Software trainer settles with FTC over EU privacy claimsPosted On: Jul. 3, 2018 11:05 AM CST
An Oakland, California-based online software training company has reached a settlement with the Federal Trade Commission for allegedly falsely claiming on its website that it was in the process of certifying its compliance with the EU-U.S. Privacy Shield Framework, although it will not have to pay any fines under the agreement, according to the FTC.
The framework establishes a process to allow companies to transfer consumer data from European Union countries to the United States in compliance with European Union law, the FTC said Monday in a statement.
In July 2016, the European Commission deemed the EU-U.S. Privacy Shield Framework adequate to enable data transfers under EU law, according to the International Trade Administration, whose website is managed by the U.S. Department of Commerce.
Observers also have said that the Privacy Shield permits U.S. companies to comply with requirements regarding the transfer of data out of the European Union under the EU’s General Data Privacy Regulation, which took effect May 25.
The FTC said in Monday’s statement that while Oakland, California-based ReadyTech Corp. initiated an application to the U.S. Commerce Department in October 2016, it did not complete the steps necessary to participate in the Privacy Shield framework. It said the company’s false claim that it is in the process of certification violates the FTC Act’s prohibition against deceptive acts or practices.
The FTC said as part of the settlement ReadyTech is prohibited from misrepresenting its participation in any privacy or security program sponsored by a government or any self-regulatory or standard-setting organization and must comply with standard reporting and compliance requirements.
“Today’s settlement demonstrates the FTC’s continuing commitment to vigorous enforcement of the Privacy Shield,” FTC Chairman Joe Simons said in the statement. “We believe Privacy Shield is a critical tool for ensuring transatlantic data flows and protecting privacy that benefits both companies and consumers.”
A ReadyTech spokesman could not be reached for comment.

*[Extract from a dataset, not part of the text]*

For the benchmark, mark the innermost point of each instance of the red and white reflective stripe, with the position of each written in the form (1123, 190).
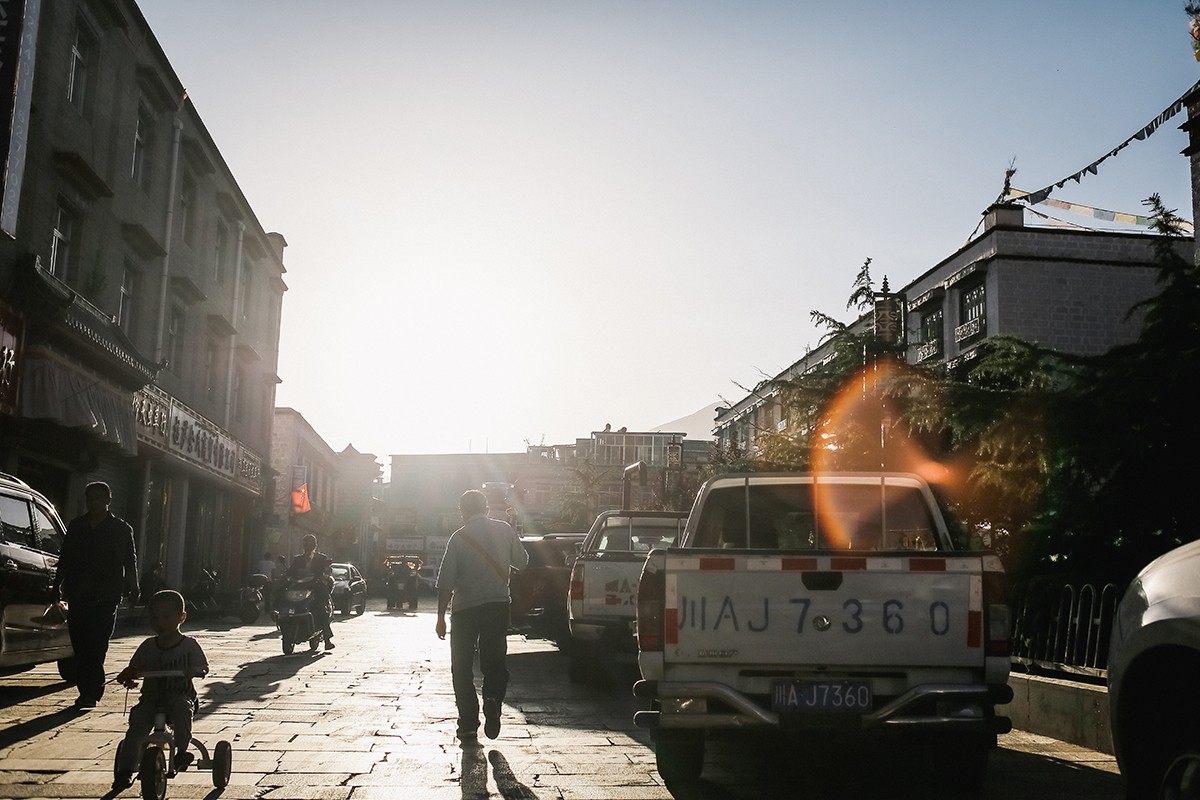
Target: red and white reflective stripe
(847, 563)
(975, 612)
(671, 609)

The commission voted 5-0 to issue the administrative complaint in the case. The agreement will be subject to public comment through Aug. 1, after which the commission will decide whether to make the proposed consent order final. Each violation of such an order may result in a civil penalty of up to $41,484, said the FTC.
The FTC said this is the fourth case enforcing Privacy Shield, and there have been a total of 47 cases enforcing it as well as the predecessor Safe Harbor frameworks and the Asia Pacific Economic Cooperation Cross Border Privacy Rules framework.